TDS-01
- Mission type: Technology demonstration
- Operator: ISRO

Spacecraft properties
- Bus: INSAT Satellite bus
- Manufacturer: ISRO

Start of mission
- Launch date: November 2026
- Rocket: PSLV
- Launch site: Satish Dhawan Space Centre FLP
- Contractor: ISRO

= TDS-01 =

Future Indian satellite

The Technology Demonstration Satellite-01 or TDS-01 is a planned Indian geostationary orbit technology demonstration satellite carrying payloads for ISRO's Institute of Plasma Research, Gandhinagar and the CSIR-CEERI, Pilani. Payloads to be tested included an internally developed 300 mN electric powered thruster, atomic clocks, travelling wave tube amplifiers (TWTA) and a quantum communication suite (QuTDS).

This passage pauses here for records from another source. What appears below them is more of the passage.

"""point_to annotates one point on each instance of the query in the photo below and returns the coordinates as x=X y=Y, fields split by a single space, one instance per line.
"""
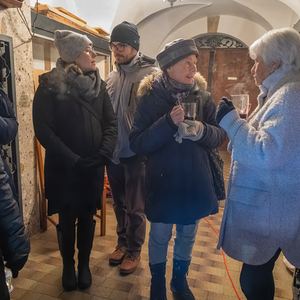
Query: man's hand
x=177 y=114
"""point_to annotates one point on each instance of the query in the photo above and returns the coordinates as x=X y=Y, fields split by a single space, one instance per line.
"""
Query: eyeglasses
x=90 y=51
x=120 y=47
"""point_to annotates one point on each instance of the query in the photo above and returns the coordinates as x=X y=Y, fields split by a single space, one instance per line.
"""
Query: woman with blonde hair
x=261 y=216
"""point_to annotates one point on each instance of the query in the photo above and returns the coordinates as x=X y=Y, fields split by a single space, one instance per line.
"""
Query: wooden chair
x=43 y=201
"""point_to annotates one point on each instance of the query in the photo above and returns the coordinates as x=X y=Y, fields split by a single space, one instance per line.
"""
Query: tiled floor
x=40 y=279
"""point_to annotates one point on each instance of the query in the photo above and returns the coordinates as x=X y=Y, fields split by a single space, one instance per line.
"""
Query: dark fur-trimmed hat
x=175 y=51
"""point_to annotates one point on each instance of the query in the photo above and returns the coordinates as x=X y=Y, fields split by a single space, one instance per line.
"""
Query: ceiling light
x=171 y=1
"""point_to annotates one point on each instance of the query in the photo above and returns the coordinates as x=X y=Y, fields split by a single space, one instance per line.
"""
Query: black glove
x=224 y=107
x=16 y=266
x=91 y=163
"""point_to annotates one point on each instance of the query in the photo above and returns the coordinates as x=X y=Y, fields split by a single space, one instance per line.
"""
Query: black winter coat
x=69 y=131
x=14 y=242
x=179 y=186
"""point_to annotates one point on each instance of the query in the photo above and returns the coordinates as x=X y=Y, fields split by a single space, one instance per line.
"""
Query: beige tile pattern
x=41 y=277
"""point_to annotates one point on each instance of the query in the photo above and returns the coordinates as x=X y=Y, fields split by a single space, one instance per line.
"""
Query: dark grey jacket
x=122 y=86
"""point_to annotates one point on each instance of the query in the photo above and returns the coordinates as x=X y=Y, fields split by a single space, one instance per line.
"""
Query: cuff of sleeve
x=231 y=122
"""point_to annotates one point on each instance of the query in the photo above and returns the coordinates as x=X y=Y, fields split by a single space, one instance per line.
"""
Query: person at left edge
x=74 y=121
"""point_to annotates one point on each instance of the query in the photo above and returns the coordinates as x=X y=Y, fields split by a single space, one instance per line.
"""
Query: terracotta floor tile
x=40 y=279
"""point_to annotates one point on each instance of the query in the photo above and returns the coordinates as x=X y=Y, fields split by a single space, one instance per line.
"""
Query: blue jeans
x=160 y=235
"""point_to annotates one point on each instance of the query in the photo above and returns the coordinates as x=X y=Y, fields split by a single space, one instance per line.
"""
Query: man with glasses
x=126 y=171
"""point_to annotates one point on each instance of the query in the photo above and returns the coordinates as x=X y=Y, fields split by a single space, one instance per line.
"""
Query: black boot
x=158 y=282
x=179 y=285
x=85 y=237
x=66 y=247
x=296 y=284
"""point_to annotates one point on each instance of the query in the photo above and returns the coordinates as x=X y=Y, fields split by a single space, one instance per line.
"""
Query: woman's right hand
x=177 y=114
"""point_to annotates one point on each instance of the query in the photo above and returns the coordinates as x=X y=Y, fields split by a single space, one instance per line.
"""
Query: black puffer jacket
x=14 y=242
x=179 y=184
x=69 y=131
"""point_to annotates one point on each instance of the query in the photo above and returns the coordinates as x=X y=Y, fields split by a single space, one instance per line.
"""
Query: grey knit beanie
x=70 y=44
x=175 y=51
x=126 y=33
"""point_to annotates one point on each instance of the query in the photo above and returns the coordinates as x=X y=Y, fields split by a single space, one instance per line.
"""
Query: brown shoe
x=130 y=263
x=118 y=255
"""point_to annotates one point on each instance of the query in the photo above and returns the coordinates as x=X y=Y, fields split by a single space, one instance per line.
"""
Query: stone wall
x=11 y=24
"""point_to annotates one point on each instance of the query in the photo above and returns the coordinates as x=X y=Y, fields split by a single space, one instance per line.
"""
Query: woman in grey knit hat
x=74 y=121
x=179 y=185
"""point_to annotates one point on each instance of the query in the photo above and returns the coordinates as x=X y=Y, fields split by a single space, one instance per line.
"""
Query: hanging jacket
x=122 y=86
x=179 y=185
x=14 y=241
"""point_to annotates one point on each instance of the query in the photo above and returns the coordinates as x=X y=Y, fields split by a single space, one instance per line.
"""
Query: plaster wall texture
x=11 y=24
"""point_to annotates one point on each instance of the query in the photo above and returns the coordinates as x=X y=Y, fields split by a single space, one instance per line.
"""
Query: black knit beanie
x=70 y=44
x=175 y=51
x=126 y=33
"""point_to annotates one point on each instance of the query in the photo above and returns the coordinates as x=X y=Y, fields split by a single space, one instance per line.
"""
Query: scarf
x=87 y=84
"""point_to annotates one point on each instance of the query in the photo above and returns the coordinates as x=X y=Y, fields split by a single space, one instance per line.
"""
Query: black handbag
x=216 y=166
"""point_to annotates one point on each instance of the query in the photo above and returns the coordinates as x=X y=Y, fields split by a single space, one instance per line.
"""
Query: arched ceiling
x=158 y=23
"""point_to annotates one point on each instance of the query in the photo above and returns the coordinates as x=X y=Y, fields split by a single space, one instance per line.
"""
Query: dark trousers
x=127 y=183
x=257 y=282
x=4 y=294
x=85 y=234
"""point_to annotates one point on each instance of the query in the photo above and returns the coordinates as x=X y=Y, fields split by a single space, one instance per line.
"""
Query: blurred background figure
x=179 y=187
x=261 y=216
x=74 y=121
x=14 y=242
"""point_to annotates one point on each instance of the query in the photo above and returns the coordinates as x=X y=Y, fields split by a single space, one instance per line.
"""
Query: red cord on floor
x=224 y=261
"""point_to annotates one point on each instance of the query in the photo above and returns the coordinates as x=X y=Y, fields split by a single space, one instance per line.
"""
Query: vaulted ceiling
x=158 y=23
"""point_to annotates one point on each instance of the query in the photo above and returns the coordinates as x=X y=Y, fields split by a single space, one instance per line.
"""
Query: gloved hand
x=225 y=106
x=91 y=163
x=16 y=266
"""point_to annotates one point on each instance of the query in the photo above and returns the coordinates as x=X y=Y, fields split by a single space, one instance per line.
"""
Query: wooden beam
x=64 y=11
x=64 y=18
x=12 y=3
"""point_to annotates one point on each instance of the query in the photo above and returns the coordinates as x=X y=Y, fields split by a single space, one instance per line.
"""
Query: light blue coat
x=262 y=211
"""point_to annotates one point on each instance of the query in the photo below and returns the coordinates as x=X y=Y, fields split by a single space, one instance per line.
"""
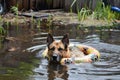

== Satellite technologies ==
35 new technologies, ranging from atomic clocks to an Ion propulsion demonstration are planned for the satellite. The primary objective will be validation of a 300 milli-Newton (300 mN), 5.4 kW electric propulsion thruster developed by LPSC. This is expected to be an improvement over the smaller 75 mN thruster used on GSAT 9. It is hoped to reduce fuel load up to 90% with an initial demonstration quantity of less than 200 kg of Xenon, as compared to two tonnes for other Geostationary satellites. A 1000 hour Ground test of the plasma thruster was conducted on 27 March 2025 to test the flight model prior to integration. The plasma thruster will be use for orbit raising of satellite to the Geostationary orbit. Instrumentation to validate quantum key distribution technology and a traveling wave tube amplifier will also be demonstrated on this flight. Over ₹18,700 lakhs have been allotted for hardware development for a five year span from 2021 to 2026.